Unlike the consciousness of a sober, sane, awake adult human, the consciousness of a schizophrenic is not a reliable correlate of true perceptions.

To give another example, the consciousness of a professional mathematician is a far better tool for discerning mathematical truths than the consciousness of somebody with no training in math.

It is not necessarily an attractive reality that some forms of consciousness are better than others as correlates of true perceptions. It is, however, a reality.

Whereas I think the examples of the schizophrenic and the mathematician will arouse little controversy, there is much more basis for controversy about whether mystical consciousness is a usual correlate of true perceptions. This is a matter of opinion. People are free to reject the point of view that mysticism is a source of truth, and I’m not aware of any general way to talk people out of the point of view that mystical consciousness is a variety of true perception.

Nonetheless, I believe that mystical philosophy has the potential to help people to unlock their inner potentials. I believe I have witnessed how mysticism has helped to bring depth and energy to my consciousness. I have attempted to demonstrate this energy and depth in my philosophy (to what success, the reader to judge).

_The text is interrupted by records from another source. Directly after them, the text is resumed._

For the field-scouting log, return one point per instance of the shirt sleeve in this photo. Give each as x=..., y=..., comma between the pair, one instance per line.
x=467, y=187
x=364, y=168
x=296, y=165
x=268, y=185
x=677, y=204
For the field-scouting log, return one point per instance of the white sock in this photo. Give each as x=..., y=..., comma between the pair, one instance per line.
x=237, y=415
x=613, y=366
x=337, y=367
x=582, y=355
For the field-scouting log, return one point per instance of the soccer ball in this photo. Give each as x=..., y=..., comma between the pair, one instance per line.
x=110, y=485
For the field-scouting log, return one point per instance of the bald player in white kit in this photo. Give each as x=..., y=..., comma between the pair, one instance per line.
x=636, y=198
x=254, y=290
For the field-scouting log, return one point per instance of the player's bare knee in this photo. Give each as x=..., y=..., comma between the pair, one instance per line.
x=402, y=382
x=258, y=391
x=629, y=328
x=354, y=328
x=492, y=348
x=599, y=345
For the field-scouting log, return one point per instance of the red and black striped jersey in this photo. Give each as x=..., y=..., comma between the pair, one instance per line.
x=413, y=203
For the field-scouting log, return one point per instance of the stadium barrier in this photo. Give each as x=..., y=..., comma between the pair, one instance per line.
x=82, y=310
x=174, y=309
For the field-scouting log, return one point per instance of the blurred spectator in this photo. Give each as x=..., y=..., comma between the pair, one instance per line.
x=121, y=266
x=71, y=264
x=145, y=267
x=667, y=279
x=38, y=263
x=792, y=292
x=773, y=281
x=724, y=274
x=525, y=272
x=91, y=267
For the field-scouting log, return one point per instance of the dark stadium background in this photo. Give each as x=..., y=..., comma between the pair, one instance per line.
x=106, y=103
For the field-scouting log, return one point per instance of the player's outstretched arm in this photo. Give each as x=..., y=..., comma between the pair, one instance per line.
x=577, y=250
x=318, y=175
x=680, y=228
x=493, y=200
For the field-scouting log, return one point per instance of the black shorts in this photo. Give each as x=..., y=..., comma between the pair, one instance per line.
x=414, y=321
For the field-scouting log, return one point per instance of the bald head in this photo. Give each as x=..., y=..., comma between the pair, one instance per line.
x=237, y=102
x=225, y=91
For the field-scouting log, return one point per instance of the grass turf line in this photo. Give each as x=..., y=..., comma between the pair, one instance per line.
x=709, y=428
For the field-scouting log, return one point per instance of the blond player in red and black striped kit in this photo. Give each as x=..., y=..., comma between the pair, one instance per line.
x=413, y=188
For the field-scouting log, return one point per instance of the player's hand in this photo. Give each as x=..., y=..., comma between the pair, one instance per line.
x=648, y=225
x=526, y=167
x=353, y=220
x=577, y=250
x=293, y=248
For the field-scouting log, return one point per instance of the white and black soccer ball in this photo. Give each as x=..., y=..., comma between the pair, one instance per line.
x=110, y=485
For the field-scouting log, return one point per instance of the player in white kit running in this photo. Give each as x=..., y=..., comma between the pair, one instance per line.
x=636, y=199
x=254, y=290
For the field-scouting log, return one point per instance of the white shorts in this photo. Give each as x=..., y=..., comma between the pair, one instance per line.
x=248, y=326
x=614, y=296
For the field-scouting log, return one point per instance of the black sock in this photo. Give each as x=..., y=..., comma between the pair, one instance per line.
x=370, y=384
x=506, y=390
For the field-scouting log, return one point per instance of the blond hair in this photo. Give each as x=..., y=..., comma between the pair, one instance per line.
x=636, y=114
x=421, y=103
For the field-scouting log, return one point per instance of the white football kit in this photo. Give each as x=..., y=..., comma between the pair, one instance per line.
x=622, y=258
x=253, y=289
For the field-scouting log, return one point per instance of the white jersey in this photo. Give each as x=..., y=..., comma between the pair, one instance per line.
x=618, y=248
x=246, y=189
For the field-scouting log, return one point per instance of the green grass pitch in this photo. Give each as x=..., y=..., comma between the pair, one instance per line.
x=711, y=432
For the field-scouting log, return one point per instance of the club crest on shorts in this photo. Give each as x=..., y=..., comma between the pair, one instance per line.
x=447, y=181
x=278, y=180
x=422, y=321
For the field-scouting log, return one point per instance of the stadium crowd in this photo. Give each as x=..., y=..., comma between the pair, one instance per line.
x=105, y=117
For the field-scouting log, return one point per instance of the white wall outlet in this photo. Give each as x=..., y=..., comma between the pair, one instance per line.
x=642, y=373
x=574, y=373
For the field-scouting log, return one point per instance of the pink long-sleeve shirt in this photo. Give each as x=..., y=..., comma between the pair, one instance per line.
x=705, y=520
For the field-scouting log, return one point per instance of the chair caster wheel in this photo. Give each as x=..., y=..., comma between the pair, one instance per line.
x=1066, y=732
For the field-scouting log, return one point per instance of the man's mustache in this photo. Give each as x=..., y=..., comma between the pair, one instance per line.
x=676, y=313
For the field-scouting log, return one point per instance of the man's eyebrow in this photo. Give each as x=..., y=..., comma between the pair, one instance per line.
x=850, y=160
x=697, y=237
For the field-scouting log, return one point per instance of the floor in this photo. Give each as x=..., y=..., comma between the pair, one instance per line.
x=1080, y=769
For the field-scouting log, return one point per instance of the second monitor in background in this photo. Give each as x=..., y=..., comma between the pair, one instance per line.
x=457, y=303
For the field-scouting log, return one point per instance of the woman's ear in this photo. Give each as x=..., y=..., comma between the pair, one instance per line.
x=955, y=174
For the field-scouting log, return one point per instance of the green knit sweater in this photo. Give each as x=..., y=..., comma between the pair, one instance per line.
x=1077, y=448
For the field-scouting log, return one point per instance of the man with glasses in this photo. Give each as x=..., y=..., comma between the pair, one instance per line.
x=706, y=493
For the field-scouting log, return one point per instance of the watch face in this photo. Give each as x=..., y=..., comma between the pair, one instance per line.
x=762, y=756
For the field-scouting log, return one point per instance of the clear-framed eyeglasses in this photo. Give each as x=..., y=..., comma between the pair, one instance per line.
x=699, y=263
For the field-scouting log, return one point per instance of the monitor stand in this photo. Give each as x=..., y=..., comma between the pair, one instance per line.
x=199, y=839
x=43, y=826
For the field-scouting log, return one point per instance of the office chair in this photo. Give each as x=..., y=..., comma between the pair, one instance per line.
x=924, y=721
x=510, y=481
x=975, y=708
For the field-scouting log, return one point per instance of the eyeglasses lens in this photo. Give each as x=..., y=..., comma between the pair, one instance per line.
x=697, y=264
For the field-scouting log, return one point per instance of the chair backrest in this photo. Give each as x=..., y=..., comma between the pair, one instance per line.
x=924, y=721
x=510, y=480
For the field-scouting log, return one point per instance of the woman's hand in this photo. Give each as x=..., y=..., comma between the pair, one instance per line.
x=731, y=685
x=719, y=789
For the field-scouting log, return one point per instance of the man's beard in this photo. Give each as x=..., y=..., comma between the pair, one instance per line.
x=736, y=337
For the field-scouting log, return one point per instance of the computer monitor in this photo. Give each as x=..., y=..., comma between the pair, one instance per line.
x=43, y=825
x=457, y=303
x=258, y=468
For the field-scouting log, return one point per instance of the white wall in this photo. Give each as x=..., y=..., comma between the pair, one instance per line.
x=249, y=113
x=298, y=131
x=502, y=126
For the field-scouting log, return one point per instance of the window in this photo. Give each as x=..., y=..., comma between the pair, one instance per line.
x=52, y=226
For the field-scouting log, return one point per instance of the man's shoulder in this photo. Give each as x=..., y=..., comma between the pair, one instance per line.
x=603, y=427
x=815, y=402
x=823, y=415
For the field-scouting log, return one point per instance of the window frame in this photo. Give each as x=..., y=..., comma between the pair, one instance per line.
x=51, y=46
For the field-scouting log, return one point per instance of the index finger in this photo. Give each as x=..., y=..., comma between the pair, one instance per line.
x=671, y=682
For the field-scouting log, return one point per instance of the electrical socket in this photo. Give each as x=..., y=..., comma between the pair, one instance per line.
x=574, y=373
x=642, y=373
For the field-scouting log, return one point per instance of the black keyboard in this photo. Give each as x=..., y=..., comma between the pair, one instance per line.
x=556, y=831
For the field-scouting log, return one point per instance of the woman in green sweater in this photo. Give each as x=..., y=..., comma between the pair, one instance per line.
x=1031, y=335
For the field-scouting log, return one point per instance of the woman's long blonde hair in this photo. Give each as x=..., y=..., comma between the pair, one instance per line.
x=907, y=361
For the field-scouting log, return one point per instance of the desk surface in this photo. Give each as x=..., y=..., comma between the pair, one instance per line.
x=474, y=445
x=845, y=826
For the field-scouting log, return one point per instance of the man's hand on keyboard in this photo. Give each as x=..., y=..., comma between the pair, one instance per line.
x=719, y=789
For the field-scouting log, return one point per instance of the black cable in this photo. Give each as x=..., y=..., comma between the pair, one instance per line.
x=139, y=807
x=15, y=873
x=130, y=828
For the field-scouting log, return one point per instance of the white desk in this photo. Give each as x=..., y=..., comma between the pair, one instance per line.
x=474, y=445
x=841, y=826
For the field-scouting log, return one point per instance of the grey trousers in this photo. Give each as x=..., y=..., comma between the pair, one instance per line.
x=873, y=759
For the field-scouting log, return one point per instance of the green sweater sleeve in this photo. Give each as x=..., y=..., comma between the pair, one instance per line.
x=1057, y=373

I feel an urgency from a service to others perspective to create new and useful mystical philosophy to share with others.

To balance these conflicting concerns, I think it’s useful to say that anybody who isn’t interested in mystical philosophy should ignore it. I also think it’s useful to say that the recognition of truth in mystical philosophy is rooted in subjective perception. Therefore if an idea in mystical philosophy doesn’t resonate with you, let it be, leave it behind.

I think this idea can be extended to subjective philosophy in general. The standards of evaluation are generally subjective. People’s perceptions of subjective philosophy are informed by their personal biases. Depending on people’s biases they will resonate differently with different subjective philosophies. A philosophy that is healthy food for one person might be harmful food for another.

With objective ideas, there is the hope that expert consensus can cause true ideas to spread throughout the population. This dynamic makes most participants passive consumers of truth, with the responsibility for discerning truth resting with experts.

Especially with subjective philosophy, in my opinion there is the need for the responsibility for discerning and finding truth to rest more with each individual. Everybody will resonate differently with different ideas, and there are a lot of different ideas to choose from, so that we only have time for a small fraction of them. We can derive many different kinds of value from ideas, we all want different things, and there is room for all of us to make our choices.

The most informed and intellectually responsible people about a topic think for themselves about the topic. The idea of thinking for oneself can be opposed to the idea of trusting experts and authorities. Trusting experts is generally a better tactic when one is relatively uninformed and appropriate experts exist. On some subjects, such as various philosophical subjects, one may contend there are no experts. Where there are no experts, intellectual responsibility necessarily devolves to each of us.

I think that mysticism is one of the areas where there are no experts. Or, more modestly, unthinkingly trusting experts won’t take you on a very informative journey with mysticism, because a non-expert in mysticism has no real hope (in my opinion) of discerning who might be an expert in mysticism vs. who is a mere performer or a mere academic without deep experiential understanding of mysticism.

I think the same goes for subjective philosophy more generally. There are no experts on it. Or, more modestly, expertise in subjective philosophy is in the eye of the beholder. It’s an open playing field. The game is whatever you want it to be.